By writing this post in english I´m honouring my daughter's boyfriend, who gave me one the best Christmas presents this season; The book called "The Best of Traditional British Cooking". As I was going through the various recipes, I was amazed about the variety and high quality of the British cooking. It´s usually just fish´n chips and kidney pie that comes to mind when you think about their culinary heritage.
|A sample of the many books Santa gave me this Christmas.|
I´ve had a pleasure to get to know British traditions closer when we made lovely Sunday roast dinner together last summer. So far everything I´ve cooked and eaten has been nothing but delicious! Luckily I have a book full of recipes to discover more!
I´ve had a bit of an issue with pork for a while. In the past when I was married to a pig farmers daughter, there was almost nothing else in the table than pork. But at least it was from the happy pigs, that ate self grown grain and spent summers mostly outdoors. You really could taste from the meat that they had had a good life.
But since I was later forced to buy my chops from the regular shop, I stopped eating pork all together. I wasn´t up to my standards anymore.
This recipe actually restored my faith in pork. Of course the recipe itself is genius and delicious in its simplicity, but also the old times style bacon chops were just perfect. And I strongly recommend that you also find those for this modern British dish.

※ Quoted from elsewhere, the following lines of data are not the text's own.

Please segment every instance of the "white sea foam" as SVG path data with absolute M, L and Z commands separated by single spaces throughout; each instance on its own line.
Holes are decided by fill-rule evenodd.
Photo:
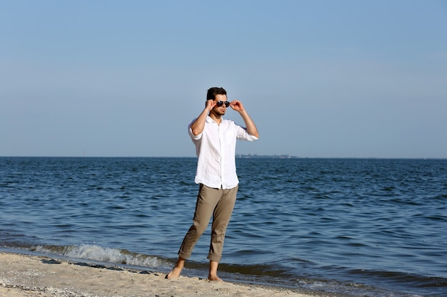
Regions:
M 154 269 L 168 265 L 164 261 L 157 257 L 131 253 L 116 248 L 104 248 L 94 244 L 66 246 L 61 252 L 55 251 L 54 249 L 39 246 L 35 248 L 35 251 L 40 253 L 61 254 L 69 258 Z

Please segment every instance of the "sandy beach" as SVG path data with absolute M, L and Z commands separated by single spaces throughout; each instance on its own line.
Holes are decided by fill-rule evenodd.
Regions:
M 0 252 L 0 267 L 1 297 L 335 296 L 186 276 L 167 280 L 163 273 L 7 252 Z

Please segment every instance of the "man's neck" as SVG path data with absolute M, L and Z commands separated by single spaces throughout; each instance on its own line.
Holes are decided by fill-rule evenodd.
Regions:
M 222 121 L 222 116 L 220 115 L 216 115 L 215 113 L 210 113 L 208 115 L 211 119 L 213 119 L 213 120 L 216 123 L 217 123 L 218 125 L 221 124 L 221 122 Z

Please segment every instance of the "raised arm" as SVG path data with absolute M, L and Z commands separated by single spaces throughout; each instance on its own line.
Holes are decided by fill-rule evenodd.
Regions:
M 256 137 L 256 138 L 259 137 L 259 132 L 258 132 L 258 128 L 256 128 L 256 125 L 254 124 L 251 118 L 247 113 L 247 111 L 243 108 L 243 105 L 241 103 L 241 101 L 237 100 L 233 100 L 230 103 L 230 107 L 233 108 L 233 110 L 239 113 L 242 119 L 245 122 L 245 125 L 247 128 L 247 132 L 250 133 L 251 135 Z

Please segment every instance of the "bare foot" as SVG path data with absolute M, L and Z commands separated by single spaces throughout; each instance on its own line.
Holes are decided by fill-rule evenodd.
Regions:
M 169 272 L 169 273 L 166 276 L 165 278 L 171 279 L 178 278 L 181 273 L 181 269 L 183 269 L 183 266 L 184 266 L 184 264 L 185 259 L 181 257 L 179 257 L 177 263 L 176 263 L 176 266 L 172 269 L 171 272 Z
M 210 281 L 221 281 L 224 282 L 224 281 L 222 281 L 221 279 L 221 278 L 219 278 L 217 276 L 211 276 L 211 274 L 208 276 L 208 280 Z
M 175 266 L 174 268 L 172 269 L 171 272 L 169 272 L 169 273 L 165 277 L 165 278 L 171 279 L 171 278 L 178 278 L 179 276 L 180 276 L 180 273 L 181 273 L 181 269 L 182 269 L 182 267 Z

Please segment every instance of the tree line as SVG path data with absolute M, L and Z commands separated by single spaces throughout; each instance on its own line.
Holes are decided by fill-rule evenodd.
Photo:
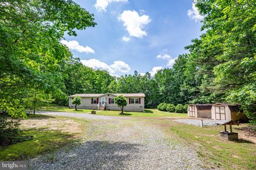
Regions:
M 71 1 L 0 3 L 0 110 L 13 117 L 46 103 L 67 104 L 76 93 L 139 93 L 145 107 L 239 103 L 256 121 L 256 2 L 197 0 L 203 32 L 171 68 L 155 75 L 114 77 L 74 58 L 64 33 L 94 27 L 92 14 Z

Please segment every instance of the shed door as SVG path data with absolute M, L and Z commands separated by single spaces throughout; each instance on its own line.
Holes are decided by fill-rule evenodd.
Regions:
M 189 106 L 189 116 L 195 116 L 195 106 Z
M 218 120 L 226 120 L 225 106 L 215 106 L 215 118 Z

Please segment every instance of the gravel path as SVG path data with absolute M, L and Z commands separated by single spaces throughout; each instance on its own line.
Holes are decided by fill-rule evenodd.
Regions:
M 201 122 L 200 120 L 193 120 L 193 119 L 177 119 L 174 120 L 173 121 L 191 124 L 195 126 L 200 126 L 201 125 Z M 216 125 L 216 123 L 221 123 L 222 122 L 219 120 L 203 120 L 203 124 L 204 125 L 206 126 L 215 126 Z
M 36 113 L 38 114 L 42 114 L 47 116 L 60 116 L 65 117 L 71 117 L 82 118 L 89 119 L 97 119 L 97 120 L 113 120 L 113 119 L 127 119 L 131 118 L 128 117 L 119 117 L 119 116 L 108 116 L 103 115 L 98 115 L 96 114 L 91 114 L 90 113 L 69 113 L 69 112 L 38 112 Z
M 159 128 L 142 121 L 95 121 L 86 132 L 81 145 L 30 160 L 31 169 L 205 169 L 195 150 L 167 140 Z

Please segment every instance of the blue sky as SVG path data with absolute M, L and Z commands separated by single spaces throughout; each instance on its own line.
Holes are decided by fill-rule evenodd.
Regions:
M 198 38 L 201 16 L 191 0 L 74 0 L 97 26 L 61 42 L 82 63 L 111 75 L 170 67 Z

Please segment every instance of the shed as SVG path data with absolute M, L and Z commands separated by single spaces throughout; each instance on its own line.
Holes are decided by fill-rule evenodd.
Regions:
M 213 104 L 190 104 L 188 106 L 188 116 L 211 118 L 211 109 Z
M 233 120 L 246 122 L 248 118 L 242 110 L 240 105 L 231 105 L 227 103 L 217 103 L 212 105 L 212 119 L 217 120 Z

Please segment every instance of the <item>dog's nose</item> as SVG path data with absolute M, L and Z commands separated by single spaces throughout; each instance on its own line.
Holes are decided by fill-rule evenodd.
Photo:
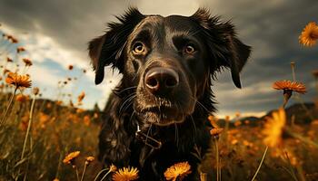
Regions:
M 179 75 L 170 68 L 153 68 L 145 74 L 144 82 L 151 93 L 166 93 L 179 84 Z

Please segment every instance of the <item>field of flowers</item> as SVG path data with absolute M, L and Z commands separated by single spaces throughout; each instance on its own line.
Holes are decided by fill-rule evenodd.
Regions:
M 318 25 L 310 23 L 299 37 L 304 46 L 315 45 Z M 96 160 L 102 110 L 82 108 L 85 93 L 64 92 L 67 78 L 58 84 L 56 99 L 43 98 L 27 74 L 32 60 L 9 33 L 0 37 L 0 180 L 135 180 L 138 169 L 104 167 Z M 8 56 L 8 55 L 11 56 Z M 14 54 L 14 56 L 12 56 Z M 11 66 L 8 66 L 11 64 Z M 7 67 L 15 67 L 8 70 Z M 210 116 L 213 140 L 199 167 L 201 180 L 318 180 L 318 101 L 304 103 L 304 84 L 273 82 L 282 91 L 282 107 L 257 120 Z M 73 70 L 69 65 L 68 70 Z M 85 73 L 84 70 L 82 73 Z M 318 71 L 313 71 L 318 93 Z M 77 97 L 73 102 L 70 97 Z M 288 100 L 299 100 L 298 110 Z M 302 115 L 300 115 L 302 114 Z M 183 180 L 191 173 L 187 162 L 176 163 L 164 173 L 167 180 Z

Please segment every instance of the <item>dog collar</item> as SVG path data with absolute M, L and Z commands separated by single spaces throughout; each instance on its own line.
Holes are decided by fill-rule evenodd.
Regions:
M 162 147 L 162 142 L 152 138 L 149 135 L 146 135 L 144 133 L 142 132 L 142 130 L 139 128 L 139 123 L 137 122 L 137 130 L 135 132 L 135 137 L 137 138 L 137 139 L 141 140 L 142 142 L 144 142 L 146 146 L 154 148 L 154 149 L 160 149 L 160 148 Z

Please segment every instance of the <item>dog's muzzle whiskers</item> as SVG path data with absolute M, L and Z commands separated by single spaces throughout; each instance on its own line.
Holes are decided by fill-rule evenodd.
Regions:
M 149 146 L 150 148 L 154 149 L 159 149 L 162 147 L 162 142 L 150 137 L 149 135 L 146 135 L 142 132 L 140 129 L 139 124 L 137 123 L 137 131 L 135 132 L 136 138 L 143 141 L 145 145 Z

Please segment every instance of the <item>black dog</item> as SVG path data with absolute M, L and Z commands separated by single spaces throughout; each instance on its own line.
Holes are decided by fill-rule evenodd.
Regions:
M 88 48 L 96 84 L 104 66 L 123 74 L 105 108 L 99 159 L 135 167 L 146 181 L 164 180 L 167 167 L 188 161 L 186 178 L 196 180 L 210 142 L 207 117 L 215 110 L 212 79 L 229 68 L 240 88 L 250 47 L 236 38 L 231 23 L 204 9 L 163 17 L 130 8 L 117 18 Z

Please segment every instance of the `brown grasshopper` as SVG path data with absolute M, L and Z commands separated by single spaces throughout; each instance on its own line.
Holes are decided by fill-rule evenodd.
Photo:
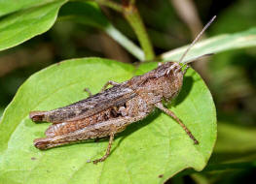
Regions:
M 45 133 L 47 138 L 35 139 L 34 145 L 39 149 L 48 149 L 109 136 L 106 153 L 93 161 L 96 164 L 104 161 L 110 154 L 114 135 L 124 131 L 128 125 L 144 119 L 156 107 L 176 120 L 194 143 L 198 144 L 199 141 L 182 121 L 164 107 L 163 101 L 170 102 L 178 95 L 188 68 L 187 64 L 191 61 L 184 64 L 187 65 L 184 70 L 179 63 L 182 63 L 189 49 L 214 18 L 215 16 L 204 26 L 178 63 L 166 62 L 155 70 L 122 83 L 110 80 L 100 93 L 91 95 L 88 90 L 91 94 L 89 98 L 63 107 L 50 111 L 31 111 L 29 117 L 33 121 L 53 123 Z M 113 87 L 106 89 L 110 84 Z

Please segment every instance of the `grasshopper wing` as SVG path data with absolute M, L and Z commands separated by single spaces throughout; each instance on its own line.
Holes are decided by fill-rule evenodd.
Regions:
M 136 96 L 134 90 L 128 87 L 127 83 L 124 82 L 63 107 L 50 111 L 31 111 L 29 116 L 33 121 L 52 123 L 76 121 L 96 114 L 111 107 L 122 106 L 134 96 Z

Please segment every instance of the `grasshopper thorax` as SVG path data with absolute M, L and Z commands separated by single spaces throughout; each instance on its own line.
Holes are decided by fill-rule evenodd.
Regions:
M 182 87 L 184 76 L 182 67 L 176 62 L 166 62 L 157 68 L 156 74 L 161 80 L 163 98 L 171 101 Z

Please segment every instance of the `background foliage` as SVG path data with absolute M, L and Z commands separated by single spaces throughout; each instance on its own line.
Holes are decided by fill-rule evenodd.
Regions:
M 65 2 L 1 1 L 0 49 L 46 32 L 57 19 L 45 34 L 0 53 L 0 113 L 29 76 L 53 63 L 88 56 L 128 63 L 145 59 L 142 49 L 134 46 L 134 43 L 138 45 L 136 35 L 120 13 L 103 7 L 102 15 L 93 3 L 72 1 L 63 5 Z M 197 62 L 194 66 L 206 81 L 217 107 L 218 139 L 209 165 L 201 172 L 185 170 L 167 182 L 249 182 L 255 177 L 256 166 L 256 52 L 255 47 L 247 46 L 255 46 L 256 3 L 254 0 L 220 4 L 213 0 L 195 0 L 190 6 L 180 7 L 175 2 L 136 2 L 157 55 L 166 52 L 161 55 L 164 59 L 175 58 L 179 50 L 169 50 L 190 43 L 213 15 L 218 17 L 206 36 L 216 36 L 219 40 L 213 38 L 212 43 L 206 42 L 206 47 L 203 42 L 200 43 L 200 49 L 195 46 L 196 55 L 207 49 L 215 52 L 225 48 L 228 39 L 237 43 L 221 49 L 227 51 L 207 58 L 210 62 Z M 74 8 L 76 11 L 72 12 Z M 196 15 L 188 20 L 182 13 L 189 14 L 189 10 L 194 10 L 192 15 Z M 223 34 L 227 35 L 219 36 Z M 11 42 L 8 38 L 16 39 Z

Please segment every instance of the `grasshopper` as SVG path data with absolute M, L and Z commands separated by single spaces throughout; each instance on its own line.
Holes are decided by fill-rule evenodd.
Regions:
M 197 138 L 185 124 L 168 108 L 163 101 L 175 98 L 183 84 L 183 77 L 189 67 L 182 61 L 215 16 L 204 26 L 194 42 L 183 53 L 179 62 L 166 62 L 142 76 L 117 83 L 108 81 L 101 92 L 72 105 L 50 111 L 31 111 L 29 117 L 37 121 L 53 124 L 46 130 L 47 138 L 34 140 L 39 149 L 48 149 L 89 138 L 110 137 L 105 154 L 93 164 L 104 161 L 110 154 L 114 136 L 124 131 L 128 125 L 144 119 L 154 108 L 160 108 L 171 116 L 187 133 L 195 144 Z M 193 60 L 194 61 L 194 60 Z M 183 69 L 185 67 L 185 69 Z M 183 70 L 182 70 L 183 69 Z M 113 85 L 111 88 L 107 88 Z

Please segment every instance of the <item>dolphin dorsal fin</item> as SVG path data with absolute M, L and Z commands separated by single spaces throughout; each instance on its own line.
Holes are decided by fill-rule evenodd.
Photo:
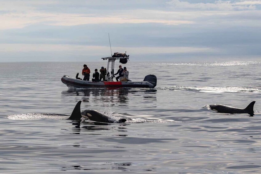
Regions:
M 73 120 L 80 120 L 82 118 L 82 115 L 81 114 L 81 103 L 82 101 L 80 100 L 74 107 L 73 111 L 71 115 L 71 116 L 68 119 Z
M 247 107 L 245 110 L 247 111 L 247 112 L 250 114 L 250 113 L 253 113 L 254 111 L 254 105 L 255 103 L 255 101 L 253 101 L 248 105 L 248 106 Z M 251 114 L 250 114 L 251 115 Z

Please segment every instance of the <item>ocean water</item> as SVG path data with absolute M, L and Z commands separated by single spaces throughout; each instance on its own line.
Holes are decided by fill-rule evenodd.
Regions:
M 68 88 L 61 78 L 84 63 L 92 73 L 107 64 L 0 63 L 1 173 L 261 172 L 261 62 L 130 61 L 129 78 L 154 74 L 156 87 Z M 64 119 L 80 100 L 132 120 Z M 203 107 L 253 101 L 253 117 Z

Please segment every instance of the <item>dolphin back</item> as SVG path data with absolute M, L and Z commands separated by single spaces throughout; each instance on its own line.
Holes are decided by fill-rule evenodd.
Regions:
M 250 116 L 253 116 L 255 115 L 254 114 L 254 105 L 255 104 L 255 101 L 253 101 L 247 107 L 244 109 L 246 113 L 250 115 Z
M 82 101 L 80 100 L 74 107 L 72 112 L 71 115 L 70 117 L 67 119 L 72 120 L 80 120 L 82 118 L 82 115 L 81 114 L 81 103 Z

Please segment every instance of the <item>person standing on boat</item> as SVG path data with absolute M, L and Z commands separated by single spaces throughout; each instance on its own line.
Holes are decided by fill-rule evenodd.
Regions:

BACON CHOPS, APPLE AND CIDER SAUCE
1tbsp vegetable oil
4 bacon chops
2 cooking apples
knob of butter
2 garlic gloves, finely chopped
1 tsp sugar
150 ml dry apple cider
1 tsp cider vinegar
1 tbsp wholegrain mustard (Dijon)
2 tsp chopped fresh thyme
salt and ground black pepper
springs of thyme to garnish
Take the chops in room temperature about 30 minutes before cooking.
Heat the oil in a heavy frying pan, over a medium heat. Cook the chops for 10-15 minutes, browning them well on both sides. Season with salt.
Peel, core and slice the apples. Remove the chops from the pan and keep them warm. Add the butter and apples to the pan and cook until the juices begin to brown.
Add the finely chopped garlic and sugar and cook for 1 minute, then stir in the cider, cider vinegar, mustard and chopped thyme. Boil for few minutes until reduced to a saucy consistency.
Season the sauce and place chops on warmed plates and pour over the sauce. Serve with lots of creamy mashed potatoes and steamed buttered gabbage. Garnish with the thyme springs.
This time the chops were served with Belgian Leffe Blonde beer, because authentic British beer was not at hand at that time.
MAALAISKYLJYKSIÄ, OMENAA JA SIIDERIKASTIKETTA
1 rkl ruokaöljyä
4 porsaan vanhan ajan maalaiskyljystä (kunnon pekonilla)
2 vihreää omenaa (hapan ja kiinteä)
2 valkosipulin kynttä
1 tl sokeria
1,5 dl kuivaa omenasiideriä
1 tl siideriviinietikkaa
1 rkl kokojyväsinappia (Dijon)
2 tl tuoretta timjamia hienonnettuna
tuoretta timjamia koristeluun
Ota kyljykset huoneenlämpöön noin 30 minuuttia ennen paistamista.
Kuumenna öljy paksupohjaisella paistinpannulla keskilämmöllä ja ruskista kyljykset kauttaaltan 10-15 minuuttia kauniin ruskeiksi. Mausta kyljykset hivenellä suolaa.
Kuori omenat, poista siemenkodat ja viipaloi omenat. Ota kyljykset pannulta ja laita lämpimään odottamaan.
Lisää paistinpannulle voi ja omenaviipaleet. Paista kunnes nesteet alkavat ruskistua. Lisää hienonnettu valkosipuli ja kuullota 1 minuutti. Sekoita joukkoon siideri, etikka, sinappi ja timjami. Keitä kasaan muutama minuutti, kunnes kastike sakenee sopivasti. Mausta kastike suolalla ja pippurilla.
Laita kyljykset lämmitetyille lautasille ja annostele päälle kastiketta. Tarjoile kermaisen perunamuusin ja vaikkapa voilla silatun höyrytetyn kaalin kera. Koristele tuoreella timjamilla.
Kyljykset nautittiin tällä kerralla belgialaisen Leffe Blonde -oluen kera paremman puutteessa.